Although the overall solute concentration is the same in the ECF and ICF because water moves freely between the body water compartments, the compositions of the solutes may differ. Cells have semipermeable membranes, which allow some particles to move between compartments but not others. Water moves freely in and out of cells, so if the solute concentration increases in one compartment, water will flow from the more dilute area to the area with a higher concentration, keeping the fluids in equilibrium, or at the same concentration. One major difference between intracellular and extracellular fluids is that ICF is high in K+ and low in Na+ and ECF is high in Na+ and low in K+⁺. This difference is maintained by the constant actions of Na⁺/K⁺ ATPase pumps in the cell membranes. These protein pumps use ATP molecules for energy while actively pumping sodium and potassium ions against their concentration gradients. Another difference is in the distribution of negatively charged ions. The ECF contains high amounts of Cl^– while ICF has significantly more proteins and phosphates, both carrying negative charges. The negatively charged proteins are too large to cross the cell membrane and therefore stay contained in the cell. The negative charges of the proteins are counterbalanced by the negatively charged chloride ions in the extracellular fluid. Within the extracellular fluid compartment, blood plasma differs from interstitial fluid in that it also contains negatively charged blood proteins. Blood proteins act as carrier molecules, aid in blood clotting, serve as nutrients for the tissues, and play an important role in maintaining water balance between the blood and the interstitial fluids. The presence of blood proteins prevents too much fluid from leaking out of the blood vessels during gas and nutrient exchange in the leaky capillary blood vessels.

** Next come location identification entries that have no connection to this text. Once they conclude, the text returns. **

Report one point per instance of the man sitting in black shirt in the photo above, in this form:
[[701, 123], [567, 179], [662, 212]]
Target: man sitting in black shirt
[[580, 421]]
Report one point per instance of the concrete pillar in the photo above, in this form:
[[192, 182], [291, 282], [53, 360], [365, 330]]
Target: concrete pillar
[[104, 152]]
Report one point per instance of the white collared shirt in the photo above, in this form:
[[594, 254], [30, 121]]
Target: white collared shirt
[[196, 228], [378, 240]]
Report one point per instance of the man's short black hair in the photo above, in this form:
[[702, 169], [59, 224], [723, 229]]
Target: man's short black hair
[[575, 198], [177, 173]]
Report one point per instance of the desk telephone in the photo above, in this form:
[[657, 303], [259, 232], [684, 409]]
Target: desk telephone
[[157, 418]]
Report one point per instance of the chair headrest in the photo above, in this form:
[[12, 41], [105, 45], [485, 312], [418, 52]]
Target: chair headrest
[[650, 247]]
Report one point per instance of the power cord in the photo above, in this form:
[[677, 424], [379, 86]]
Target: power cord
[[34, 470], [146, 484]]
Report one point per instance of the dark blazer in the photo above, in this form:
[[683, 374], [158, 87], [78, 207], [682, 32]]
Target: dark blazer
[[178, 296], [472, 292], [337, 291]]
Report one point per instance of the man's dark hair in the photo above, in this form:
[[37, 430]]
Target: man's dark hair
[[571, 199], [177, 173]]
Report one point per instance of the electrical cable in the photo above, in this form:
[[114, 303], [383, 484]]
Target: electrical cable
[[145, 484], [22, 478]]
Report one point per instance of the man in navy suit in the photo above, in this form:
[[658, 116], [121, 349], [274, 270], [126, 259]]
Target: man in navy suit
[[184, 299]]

Under certain conditions toxic solutes may be present in the body fluids, as a result of normal metabolic processes (protein breakdown) or from ingestion. If these substances are not eliminated from the body, they can disrupt cellular functions. For example, ammonia is a nitrogen-containing by-product of protein metabolism, and if allowed to accumulate in the blood, the blood would become very acidic. Most ammonia is converted to the less toxic nitrogenous waste product urea.

Water and solute balance and elimination of toxins from the body are largely dependent on the urinary system. The volume and concentration of the urine can be modified by the urinary system to keep water and solute concentrations stable. For example, if large amounts of water are consumed, the urinary system will produce a copious dilute urine, thereby conserving solutes while voiding water. The urinary system also plays an important role in eliminating toxins from the body. The urine-producing component of the urinary system is nephrons located in the kidneys. They produce a filtrate by filtering out substances from the blood and then modifying the filtrate to adjust the final urine composition, as needed.